2-{[5-(Naphthalene-2-sulfonyl)-4-oxo-1,4-dihydropyrimidin-2-yl]­sulfanyl}-N-[4-(trifluoromethyl)­phenyl]­acetamide (Compound 42)

Compound 42 was synthesized from X13p and X8e following the procedure described for compound 1 as a yellow solid (96% yield). ¹H NMR (400 MHz, DMSO-d ₆): δ 11.20 (br s, 1H), 8.59 (d, J = 1.8 Hz, 1H), 8.33 (s, 1H), 8.15 (d, J = 7.8 Hz, 1H), 8.01 (t, J = 8.6 Hz, 2H), 7.92 (dd, J = 8.7, 2.0 Hz, 1H), 7.76–7.60 (m, 4H), 7.52 (d, J = 8.8 Hz, 2H), 3.80 (s, 2H) ppm. ¹³C­{¹H} NMR (101 MHz, DMSO-d ₆): δ 173.3, 168.1, 164.6, 156.1, 142.5, 139.2, 134.3, 131.5, 129.3, 128.6, 128.6, 128.3, 127.7, 127.2, 126.0 (q, J = 3.8 Hz, 2C), 124.3 (d, J = 271.3 Hz), 123.1 (d, J = 31.5 Hz), 123.3, 118.7 (2C), 117.8, 35.2 ppm. ¹⁹F NMR (377 MHz, DMSO-d ₆): δ −60.28 (s) ppm. HR-MS (ESI) calc. for [M + Na]⁺: 542.0427, found: 540.0424.

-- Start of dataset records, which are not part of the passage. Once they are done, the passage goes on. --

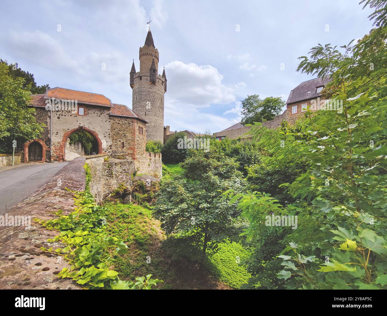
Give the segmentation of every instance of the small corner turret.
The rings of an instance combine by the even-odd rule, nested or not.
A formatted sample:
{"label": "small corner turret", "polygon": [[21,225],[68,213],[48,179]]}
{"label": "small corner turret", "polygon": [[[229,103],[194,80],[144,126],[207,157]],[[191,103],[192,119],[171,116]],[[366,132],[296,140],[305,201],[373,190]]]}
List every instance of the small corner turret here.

2-{[4-Oxo-5-(quinoline-8-sulfonyl)-1,4-dihydropyrimidin-2-yl]­sulfanyl}-N-[4-(trifluoromethyl)­phenyl]­acetamide (Compound 43)

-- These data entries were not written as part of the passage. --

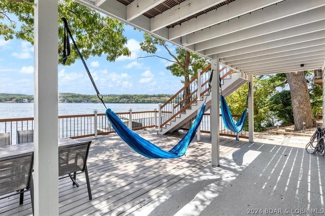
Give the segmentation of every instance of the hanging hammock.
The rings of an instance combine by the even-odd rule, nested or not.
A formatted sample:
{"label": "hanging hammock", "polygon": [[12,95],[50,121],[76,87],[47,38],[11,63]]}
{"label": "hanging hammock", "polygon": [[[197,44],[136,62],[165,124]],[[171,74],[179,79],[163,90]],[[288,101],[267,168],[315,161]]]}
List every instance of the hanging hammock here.
{"label": "hanging hammock", "polygon": [[206,104],[203,104],[192,125],[184,137],[172,149],[167,151],[160,149],[130,129],[112,111],[106,110],[106,116],[112,123],[116,133],[134,150],[149,158],[173,158],[184,155],[189,143],[198,131],[201,123]]}
{"label": "hanging hammock", "polygon": [[245,120],[246,119],[246,117],[247,115],[247,105],[248,103],[248,97],[250,94],[250,83],[248,83],[248,95],[247,95],[247,99],[246,100],[246,107],[245,108],[240,118],[237,122],[235,122],[235,120],[233,118],[232,114],[230,112],[230,110],[229,110],[228,105],[227,104],[227,102],[222,93],[222,92],[221,91],[221,94],[220,96],[220,102],[221,104],[221,116],[223,121],[223,124],[227,129],[236,133],[236,140],[238,141],[239,140],[238,134],[244,128]]}
{"label": "hanging hammock", "polygon": [[97,96],[102,101],[106,109],[106,114],[107,118],[110,121],[116,133],[122,138],[123,140],[128,145],[134,150],[138,153],[147,157],[149,158],[174,158],[181,157],[184,155],[186,151],[186,149],[192,141],[198,131],[200,124],[202,119],[203,114],[205,110],[206,104],[203,103],[200,111],[198,111],[197,117],[193,122],[189,129],[184,136],[184,137],[177,143],[173,148],[169,151],[165,151],[159,148],[149,141],[142,138],[133,131],[129,129],[121,120],[118,116],[111,109],[107,109],[105,103],[103,101],[103,96],[100,94],[97,87],[95,84],[91,74],[87,66],[83,57],[79,51],[77,46],[71,32],[70,31],[67,20],[62,18],[62,20],[64,23],[64,37],[63,51],[63,64],[64,64],[67,58],[70,54],[69,36],[77,50],[79,57],[87,71],[88,75],[91,81],[92,85],[96,91]]}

Compound 43 was synthesized from X13q and X8e following the procedure described for compound 1 as a yellow solid (99% yield). ¹H NMR (400 MHz, DMSO-d ₆): δ 11.26 (br s, 1H), 8.85 (dd, J = 4.2, 1.8 Hz, 1H), 8.53 (d, J = 1.5 Hz, 1H), 8.51 (s, 1H), 8.43 (dd, J = 8.4, 1.8 Hz, 1H), 8.25 (dd, J = 8.2, 1.5 Hz, 1H), 7.82–7.76 (m, 1H), 7.71 (d, J = 8.5 Hz, 2H), 7.59 (d, J = 8.6 Hz, 2H), 7.54 (dd, J = 8.3, 4.2 Hz, 1H), 3.77 (s, 2H) ppm. ¹³C­{¹H} NMR (101 MHz, DMSO-d ₆): δ 172.4, 168.3, 164.9, 157.9, 150.9, 143.2, 142.5, 137.4, 136.5, 133.6, 132.5, 128.3, 126.0 (q, J = 3.9 Hz, 2C), 125.4, 124.3 (d, J = 271.3 Hz), 123.1 (q, J = 32.0 Hz), 121.9, 118.7 (2C), 118.3, 35.2 ppm. ¹⁹F NMR (377 MHz, DMSO-d ₆): δ −60.28 (s) ppm. HR-MS (ESI) calc. for [M + H]⁺: 521.0560, found: 521.0547.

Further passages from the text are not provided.